I think that there are several important reasons for this.

  1. Short stories. If genes form the building blocks of life, then short stories are the genes of science fiction magazines. Short stories in the earliest science fiction magazines were simply forms of entertainment, an alternative to the radio in a world where television and even comic books did not yet exist. Over time, however, the short science fiction story became as much an art form as an entertainment. Its transformation from its earliest days in Amazing Stories, into the Campbell Golden Age and peaking, perhaps temporarily, in the 1950s Galaxy and F&SF is a rather remarkable one, especially when you compare some of those novelettes of the 1950s (say, Kornbluth’s “The Marching Morons”) to those of the 1920s or early 1930s. The underlying genetics were (and are) constantly evolving. Even as early as 1942, the letters appearing in Astounding complained about E. E. “Doc” Smith’s latest serial “Second Stage Lensmen” as being too out-dated, not well grounded, with realistic characters and situations. The ongoing dialog between science fiction fans and science fiction writers (neither a mutually exclusive category) fed this rapid evolution.
  2. Community. I mentioned the letters in Astounding. Community was, and still is, a big part of the science fiction magazine. Many magazines contained letter columns. They were, perhaps, more useful in pre-Internet days, as a way of sharing thoughts and ideas about the stories in the magazines. They helped to keep the authors and editors honest. Fans would let you know when they liked and didn’t like a story. And the feedback prompted change, consciously or otherwise. Today many of those letter columns have been traded in for online forums, but the underlying concept is the same.
  3. Editors. Editors certainly have an impact on the survival of magazines. I look in fascination at the longevity with which some editors have maintained the reigns in the science fiction magazines. Campbell edited Astounding for 33 years until his death in 1971. The current editor of Analog, Dr.
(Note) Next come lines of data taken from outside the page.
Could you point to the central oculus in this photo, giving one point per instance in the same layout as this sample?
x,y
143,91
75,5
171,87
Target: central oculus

Stanley Schmidt, has nearly reached that milestone. Gardner Dozois edited Asimov’s for many years and Sheila Williams has been with that magazine in one capacity or another since 1982. Editors act as gatekeepers and the stories they publish are heavily influenced by their preferences for what makes a good science fiction story. But even here, things evolve. While Campbell was indeed editor of Astounding for 33 years, it was only the remarkable decade of the 1940s where he and Astounding dominated science fiction. Beginning in 1950, Horace L. Gold, editor of Galaxy started publishing a different kind of science fiction story, somewhat in reaction to what Campbell was publishing, and Campbell was left behind. But science fiction stories evolved. And improved.
  4. Adaptability. For whatever reason, science fiction magazines seem to be extremely adaptable to change. Sometimes that change is in physical size. Other times it is form. For more than a decade now, many science fiction magazines have provided electronic versions of their magazine. A number of highly respected magazines today, like Lightspeed and Clarkesworld are entirely electronic. There was a period of transition times when it seemed that electronic magazines did not last very long (which, of course, led some people to proclaim the death-knell of science fiction), but we seem to have broken through that transition and found some stability once again. And that is because science fiction magazines and their writers, editors, and fans are all willing to be adaptable to change.

But it is the stories that drives the magazines. It is the stories that win the audiences. For more than 85 years science fiction magazines have provided one of the few commercial outlets for short fiction, and in doing so, they’ve taken the art form from a simple entertainment to a level of respectability as an art that I think was never really even imagined in the days of Hugo Gernsback. Today there are many excellent science fiction magazines producing a seemingly endless stream of outstanding short fiction. And so when I see the occasional proclamation that science fiction is dying–or that the science fiction magazines are dying–I smile inwardly and think about the long history of the magazine and how rugged and tough it is. All of the evidence I see over the course of 85 years and right down to today tells me something different. Science fiction magazines might be evolving. One may drop off here and another pop up there. But dying? I don’t think so. It’s survival of the fittest out there and the science fiction magazines, improbably as it may seem, are among those fittest.

And thank goodness for that. There’s nothing quite like cracking open the latest issue of a science fiction magazine and skimming the table of contents to see what’s in store this month. The magazines have evolved and adapted so well that I am almost never disappointed by what I find.